The Johnson Government’s approach is also a novel interpretation of the doctrine of the statement of Parliamentary sovereignty by Prof. A.V. Dicey — cited by the Supreme Court as it declared that the Prime Minister’s prorogation of Parliament in September was unlawful — which assumed that popular authority was transferred at general elections.

So how should referendum results be interpreted and what is their “shelf life” in this system? Is Parliament debarred by the Brexit referendum from discussing UK-EU relations? Can we assume that the public instruction to withdraw from the EU constitutes an approval of any specific scheme?

The government’s answers are closer to those underpinning a Presidential system than a Parliamentary one. Its contest with Parliament has has brought the judiciary into a role which some politicians regard as political activism, taking the court beyond its independent status. Judges have been condemned by pro-Brexit tabloids as “Enemies of the People”.

Britain’s party system is under real threat. Its two major parties, Labor and Conservative, were once broad enough churches to aggregate a wide range of interests and opinions. Now they are behaving increasingly like sects, adopting hardline positions and expelling heretical dissenters.

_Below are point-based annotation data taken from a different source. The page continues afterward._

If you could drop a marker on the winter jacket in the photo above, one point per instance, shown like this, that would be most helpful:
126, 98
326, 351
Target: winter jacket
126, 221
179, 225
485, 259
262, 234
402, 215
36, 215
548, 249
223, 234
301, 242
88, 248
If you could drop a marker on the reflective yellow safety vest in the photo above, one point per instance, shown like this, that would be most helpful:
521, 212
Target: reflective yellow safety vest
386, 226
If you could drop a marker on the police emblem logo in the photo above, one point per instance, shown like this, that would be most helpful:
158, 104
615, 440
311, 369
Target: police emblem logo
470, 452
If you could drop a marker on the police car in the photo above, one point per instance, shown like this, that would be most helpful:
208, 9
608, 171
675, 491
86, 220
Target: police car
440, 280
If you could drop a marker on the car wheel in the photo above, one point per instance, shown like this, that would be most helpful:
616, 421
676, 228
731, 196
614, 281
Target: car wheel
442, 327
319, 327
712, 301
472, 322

The resulting decline in support has given purpose to new or previously minor parties, from the Liberal Democrats to the Brexit Party. But the UK’s the first-past-the-post system will be unable to reflect this in any coming general election, thereby robbing the result of authority.

Many of these institutions and relationships have been under pressure for some time, but the Brexit process has given those threats critical mass. Whilst there is an understandable focus on the day-to-day battle, when the argument is over we may find the sports team has no equipment left to play with, whichever league it is in.